*Todos os gays são brancos. – Por: Arísia Barros

Vai lendo o que escreve o doutor em antropologia Alex Ratts, lá de Goiás…

Por: Arísia Barros

“Todas as mulheres são brancas, todos os negros são homens, mas algumas de nós são valentes” (Título da coletânea feminista negra de Gloria T. Hull, Patricia Bell-Scott, Barbara Smith)

“Amor à vida”, de Walcyr Carrasco é “a novela mais gay do Brasil” como diz o amigo-parente MGJ. Parte considerável do país para todas as noites e se detém nesta trama. Tive a chance de ver isto em algumas residências situadas em comunidades populares urbanas e rurais e até ouvir um padre comentar este fato na homilia de uma missa campal, mencionando que “todo mundo assiste o Félix” e afirmando em tom de suposta brincadeira que o jovem tecladista da igreja também o fazia.

Na novela há longos diálogos entre Félix e Niko, repletos de farpas, xingamentos e suspiros, assim como cenas de conselhos e torcidas de pobres e ricxs para que os dois fiquem juntos. Há cenas de uma disputa entre os dois e Eron, ou entre Félix e Eron por Niko. Felix foi várias vezes “cantado” por um mecânico… branco. Novos personagens gays apareceram (Túlio, paciente de Amarilys, e Samuel, seu companheiro).

São todos brancos e ricos. Deve ser mesmo “a novela mais gay do Brasil”, mas o que parece mudar, segue ao lado do que se conserva.

1. A supremacia masculina continua firme: César que cometeu algumas atrocidades, outras seriam supostas, ficou cego por certo tempo que foi necessário para que se apiedem dele, inclusive o filho, vítima de homofobia por parte dele. A supremacia masculina, mesmo gay, se conserva: “a bichá má” se torna uma boa pessoa, ainda que mordaz.

2. A misoginia segue a plenos vapores: mulheres sofrem muita violência, do xingamento (“Cadela”, diz e repete Félix para a atendente. “Piranha” diz e repete o “fino” Doutor Lutero acerca de Aline), passando por tentativas de assassinato até a morte. Há bastante feminicídio.

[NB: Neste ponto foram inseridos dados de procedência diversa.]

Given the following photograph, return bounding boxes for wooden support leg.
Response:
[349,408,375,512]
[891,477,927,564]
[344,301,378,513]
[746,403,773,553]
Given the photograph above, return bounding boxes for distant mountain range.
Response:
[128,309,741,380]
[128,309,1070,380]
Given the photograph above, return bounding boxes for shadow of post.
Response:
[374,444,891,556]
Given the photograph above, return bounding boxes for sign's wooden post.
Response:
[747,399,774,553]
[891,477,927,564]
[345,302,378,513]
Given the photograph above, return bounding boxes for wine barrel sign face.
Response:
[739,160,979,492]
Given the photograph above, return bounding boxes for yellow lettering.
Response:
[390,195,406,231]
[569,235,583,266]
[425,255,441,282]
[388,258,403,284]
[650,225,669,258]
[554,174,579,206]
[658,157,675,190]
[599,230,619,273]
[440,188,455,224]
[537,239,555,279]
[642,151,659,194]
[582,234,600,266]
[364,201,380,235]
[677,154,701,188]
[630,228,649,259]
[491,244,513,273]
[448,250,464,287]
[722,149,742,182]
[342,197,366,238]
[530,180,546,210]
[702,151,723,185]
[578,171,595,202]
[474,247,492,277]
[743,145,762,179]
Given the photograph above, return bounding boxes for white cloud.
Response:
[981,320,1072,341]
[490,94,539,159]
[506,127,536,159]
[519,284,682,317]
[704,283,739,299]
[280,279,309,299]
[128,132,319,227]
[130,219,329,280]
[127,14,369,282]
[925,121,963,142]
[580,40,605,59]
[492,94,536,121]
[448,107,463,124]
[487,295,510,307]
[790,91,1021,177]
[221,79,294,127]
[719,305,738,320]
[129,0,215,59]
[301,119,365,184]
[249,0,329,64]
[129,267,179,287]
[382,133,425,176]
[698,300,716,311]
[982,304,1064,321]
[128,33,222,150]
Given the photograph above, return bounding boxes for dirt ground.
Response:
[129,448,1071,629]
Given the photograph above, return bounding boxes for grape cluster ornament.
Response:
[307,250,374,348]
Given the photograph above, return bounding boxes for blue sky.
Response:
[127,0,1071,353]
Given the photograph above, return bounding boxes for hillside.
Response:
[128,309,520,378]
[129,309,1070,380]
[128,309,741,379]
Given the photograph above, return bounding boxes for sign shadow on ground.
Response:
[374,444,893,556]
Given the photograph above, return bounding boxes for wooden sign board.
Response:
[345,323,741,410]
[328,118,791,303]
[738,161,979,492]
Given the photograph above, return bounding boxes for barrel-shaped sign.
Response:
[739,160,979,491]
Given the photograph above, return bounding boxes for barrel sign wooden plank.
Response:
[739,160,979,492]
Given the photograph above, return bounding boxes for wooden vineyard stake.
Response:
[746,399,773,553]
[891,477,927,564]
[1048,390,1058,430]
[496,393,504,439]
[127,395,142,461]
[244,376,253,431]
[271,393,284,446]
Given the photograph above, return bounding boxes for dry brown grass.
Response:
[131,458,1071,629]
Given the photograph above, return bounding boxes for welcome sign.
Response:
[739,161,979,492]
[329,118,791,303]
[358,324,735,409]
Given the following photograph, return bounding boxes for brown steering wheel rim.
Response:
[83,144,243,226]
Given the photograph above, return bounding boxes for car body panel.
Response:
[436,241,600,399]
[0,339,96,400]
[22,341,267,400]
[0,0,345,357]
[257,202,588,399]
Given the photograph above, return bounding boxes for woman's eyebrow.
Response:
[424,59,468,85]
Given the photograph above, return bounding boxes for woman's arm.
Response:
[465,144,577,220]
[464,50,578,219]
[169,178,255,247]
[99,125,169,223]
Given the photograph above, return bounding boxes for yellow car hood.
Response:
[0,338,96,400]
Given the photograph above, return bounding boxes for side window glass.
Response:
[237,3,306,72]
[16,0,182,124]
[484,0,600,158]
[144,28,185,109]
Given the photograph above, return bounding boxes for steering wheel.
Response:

3. A discriminação social está lá: a patroa muito rica casa com o motorista, mas em volta continua o preconceito contra as pobres: são marcadxs por se vestirem e por comerem “mal”, falam “errado”, são risíveis. Expressões pejorativas dos circuitos gays transbordam: “bicha pão-com-ovo”.

4. A invisibilidade negra compõe o quadro: as pouquíssimas personagens negras aparecem de forma esparsa e em situação subalternizada: além de algumas domésticas, há Jaiminho, o menino órfão que tem poucas cenas de vida social, e Inaiá, a enfermeira que é identificada como soropositiva, o que parece uma punição por ela ter vida sexual com vários homens. Ela foi chamada de “xícara suja” e banida pelo principal parceiro… branco.

Na parte final do folhetim mais gay do Brasil, entre os homens brancos ricos há ironias, rasteiras, traições, alguma solidariedade, jantares caros, espaços suntuosos, mas quase não há troca de afeto, nem erotismo. No máximo, mão no ombro e piscadelas. E um antigo e profundo mar de desigualdades e separações em volta.

Fonte: *Alex Ratts, doutor em Antroplogia, professor da Universidade de Goiás.